As you can see, the document from Vatican II does NOT say to stand during the Consecration, but it does say to KNEEL DOWN. I have yet to see an "other reasonable cause" regarding this rubric.


The Roman Missal says essentially the same thing...

The General Instruction of the Roman Missal (G.I.R.M. 4th edition) Issued 27 March, 1975
Introduction:
Chapter I: Importance and Dignity of the Eucharistic Celebration

Chapter II: Structure, Elements, and Parts of the Mass General Structure of the Mass Different Elements of the Mass Individual Parts of the Mass Introductory Rites Liturgy of the Word Liturgy of the Eucharist Concluding Rite

20. The uniformity in standing, kneeling, or sitting to be observed by all taking part is a sign of the community and the unity of the assembly; it both expresses and fosters the spiritual attitude of those taking part. [28]

21. For the sake of uniformity in movement and posture, the people should follow the directions given during the celebration by the deacon, the priest, or another minister. Unless other provision is made, at every Mass the people should stand from the beginning of the entrance song or when the priest enters until the end of the opening prayer or collect; for the singing of the Alleluia before the Gospel; while the Gospel is proclaimed; during the profession of faith and the general intercessions; from the prayer over the gifts to the end of the Mass, except at the places indicated later in this paragraph. They should sit during the readings before the Gospel and during the Responsorial Psalm, for the homily and the presentation of the gifts, and, if this seems helpful, during the period of silence after Communion. They should kneel at the Consecration unless prevented by lack of space, the number of people present, or some other GOOD REASON.
But it is up to the conference of bishops to adapt the actions and postures described in the Order of the Roman Mass to the customs of the people. [29] But the conference must make sure that such adaptations correspond to the meaning and character of each part of the celebration.

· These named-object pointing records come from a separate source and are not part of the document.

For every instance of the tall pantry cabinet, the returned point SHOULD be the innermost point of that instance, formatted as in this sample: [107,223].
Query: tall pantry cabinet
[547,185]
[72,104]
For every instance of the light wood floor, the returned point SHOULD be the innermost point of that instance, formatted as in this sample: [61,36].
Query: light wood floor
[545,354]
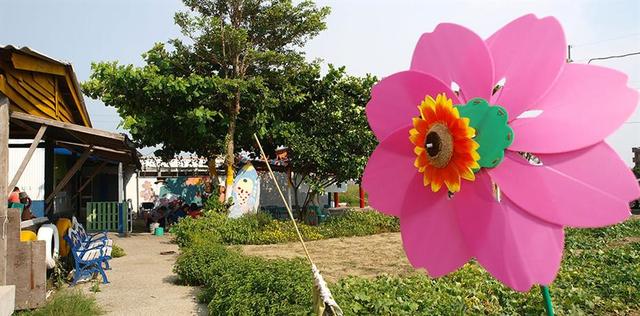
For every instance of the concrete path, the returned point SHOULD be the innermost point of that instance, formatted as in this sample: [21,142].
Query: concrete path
[142,282]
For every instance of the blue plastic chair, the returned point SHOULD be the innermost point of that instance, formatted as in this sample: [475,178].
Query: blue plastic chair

Priests have no authority to circumvent the postures decreed by the G.I.R.M.. If a priest has said we must stand during the consecration, the laity has the right to respectfully decline to do so...

Canon 214:
The Christian faithful have the right to worship GOD according to the prescriptions of their own rite approved by the legitimate pastors of the Church, and to follow their own form of spiritual life consonant with the teaching of the Church.
1983 Code of Canon Law.

In addition, the priest cannot refuse reception of Holy Communion to those who respectfully decline to stand during the consecration...

Canon 843:
1. The sacred ministers cannot refuse the sacraments to those who ask for them at appropriate times, are properly disposed, and are not prohibited by law from receiving them.
1983 Code of Canon Law.




The Daily Missal which is provided by all Churches, tells the parishioners what postures to assume at which points in the Mass. It tells us all to KNEEL from the end of the Sanctus, to the end of the Great Amen. The Sanctus is before the Consecration and the Great Amen is after it.


In this writing, I have provided three authentic Church documents, all of which say the same thing, we do not stand for the Consecration, but we KNEEL to Our Lord Jesus Christ.


Bible references. We Kneel before our GOD...

1Kings 8:54, 2Chronicles 6:13-14, Ezra 9:5, Psalm 95:6-7, Isaiah 45:24, Daniel 6:10,10:9-10, Matthew 2:11,17:14, Mark 1:40,10:17, Luke 22:41, Acts 9:40,20:36,21:5, Rom 14:11, Ephesians 3:14, Philippians 2:9-11.




"...For we all stand at the judgment seat of GOD; for it is written,
As I LIVE, says the Lord, to Me EVERY KNEE SHALL BEND, and every tongue shall give praise to GOD."
Romans 14:10-11

Does not this verse describe the Consecration? As the priest calls down THE WORD with his word, the bread and the wine become the LIVING GOD in totality, BODY, BLOOD, SOUL, and DIVINITY. Who would not feel in his heart, the yearning to kneel before the LIVING GOD?
It would be even more reverent for us to prostrate ourselves before Him.